Given an input domain $\mathcal{X}$, target domain $\mathcal{Y}$, and a data set $S=\left\{ \left(x_{i},y_{i}\right)\right\} _{i=1}^{m}$. Assuming that for each $i\ \ $, $y_{i}=g\left(x_{i}\right)+\xi$ where $\xi\sim\mathcal{N}\left(0,\sigma\right)$ is a noise term, we would like to estimate $g$ from $S$. From here forth we identify $g$ with some parameter vector $w$.
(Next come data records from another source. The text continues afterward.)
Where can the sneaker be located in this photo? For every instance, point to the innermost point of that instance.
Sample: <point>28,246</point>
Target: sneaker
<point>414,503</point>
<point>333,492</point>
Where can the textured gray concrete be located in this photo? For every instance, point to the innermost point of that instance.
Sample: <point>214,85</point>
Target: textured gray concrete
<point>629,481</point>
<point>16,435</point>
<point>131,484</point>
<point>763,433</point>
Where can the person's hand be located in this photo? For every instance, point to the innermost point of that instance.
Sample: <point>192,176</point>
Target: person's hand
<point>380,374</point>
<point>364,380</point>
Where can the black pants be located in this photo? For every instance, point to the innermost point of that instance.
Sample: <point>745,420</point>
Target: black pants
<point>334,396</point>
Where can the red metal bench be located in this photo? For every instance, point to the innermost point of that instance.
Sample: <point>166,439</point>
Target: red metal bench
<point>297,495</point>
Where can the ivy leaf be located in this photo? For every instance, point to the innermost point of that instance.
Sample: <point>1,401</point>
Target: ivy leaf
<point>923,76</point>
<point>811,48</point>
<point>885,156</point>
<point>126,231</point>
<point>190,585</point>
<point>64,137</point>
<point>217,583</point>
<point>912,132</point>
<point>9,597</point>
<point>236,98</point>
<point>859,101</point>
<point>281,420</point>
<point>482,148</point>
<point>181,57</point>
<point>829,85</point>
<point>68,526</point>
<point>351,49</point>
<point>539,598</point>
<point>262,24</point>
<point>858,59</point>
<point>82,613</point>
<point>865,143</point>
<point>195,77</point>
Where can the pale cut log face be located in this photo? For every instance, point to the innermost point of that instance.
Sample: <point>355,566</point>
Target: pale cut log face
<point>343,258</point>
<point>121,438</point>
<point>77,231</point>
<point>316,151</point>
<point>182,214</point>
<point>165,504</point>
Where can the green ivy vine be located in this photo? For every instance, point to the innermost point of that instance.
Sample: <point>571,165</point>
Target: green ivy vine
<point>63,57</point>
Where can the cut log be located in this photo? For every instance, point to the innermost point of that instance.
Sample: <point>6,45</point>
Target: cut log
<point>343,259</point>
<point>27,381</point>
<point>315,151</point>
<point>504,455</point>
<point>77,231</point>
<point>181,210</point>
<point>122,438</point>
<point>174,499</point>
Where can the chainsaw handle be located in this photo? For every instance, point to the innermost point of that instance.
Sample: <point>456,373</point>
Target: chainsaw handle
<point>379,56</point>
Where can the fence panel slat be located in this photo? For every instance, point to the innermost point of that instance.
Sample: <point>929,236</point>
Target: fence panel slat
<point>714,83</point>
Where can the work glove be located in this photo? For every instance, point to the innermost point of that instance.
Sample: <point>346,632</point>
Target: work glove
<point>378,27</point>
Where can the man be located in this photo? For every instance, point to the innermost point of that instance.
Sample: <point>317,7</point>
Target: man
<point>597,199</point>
It turns out that in this scenario the best $w$ w.r.t. squared loss $$\hat{w}_{\ell_{2}}=\underset{w}{\arg\min}\sum_{i=1}^{m}\left\Vert g_{w}\left(x_{i}\right)-y_{i}\right\Vert ^{2}$$

and the maximum likelihood estimator

$$\hat{w}_{ML}=\underset{w}{\arg\max}\left[\ell\left(g_{w};S\right)\right]=\underset{w}{\arg\max}\left[\log p\left(y^{\left(n\right)}\mid x^{\left(n\right)},w\right)\right]$$

are in fact the same.

Finding $\hat{w}_{ML}$ can be intractable if $g$ is non linear. However, the problem becomes easy if $g$ is linear in some set of basis functions. $$g_{w}\left(x\right)=\left\langle w\mid\phi\left(x\right)\right\rangle =\sum_{j=1}^{d}w_{j}\phi_{j}\left(x\right)$$

(assuming $x_{i}\in\mathbb{R}$) since in this case, if our original data patterns were $x_{1}\ldots x_{m}$, we can map them to the following matrix $M$ $$\begin{array}{c} \left(\begin{array}{c} x_{1}\\ \vdots\\ x_{m} \end{array}\right)\mapsto\overbrace{\left(\begin{array}{ccc} \phi_{1}\left(x_{1}\right) & \cdots & \phi_{d}\left(x_{1}\right)\\ \vdots & & \vdots\\ \phi_{1}\left(x_{m}\right) & \cdots & \phi_{d}\left(x_{m}\right) \end{array}\right)}^{M}\end{array}$$

and then this becomes a linear regression problem (minimize $\left\Vert y-Mw\right\Vert ^{2}$), Since, $$Mw=\begin{array}{c} \left(\begin{array}{ccc} \phi_{1}\left(x_{1}\right) & \cdots & \phi_{d}\left(x_{1}\right)\\ \vdots & & \vdots\\ \phi_{1}\left(x_{m}\right) & \cdots & \phi_{d}\left(x_{m}\right) \end{array}\right)\left(\begin{array}{c} w_{1}\\ \vdots\\ w_{d} \end{array}\right)=\end{array}\left(\begin{array}{c} g_{w}\left(x_{1}\right)\\ \vdots\\ g_{w}\left(x_{m}\right) \end{array}\right)$$

Question:

Is this scheme, of mapping the inputs via some set of basis functions, generalizable to the case where the inputs $x_{i}$ are multidimensional? This seems similar to the idea of kernel functions, only that we are dealing with regression here rather than binary classification.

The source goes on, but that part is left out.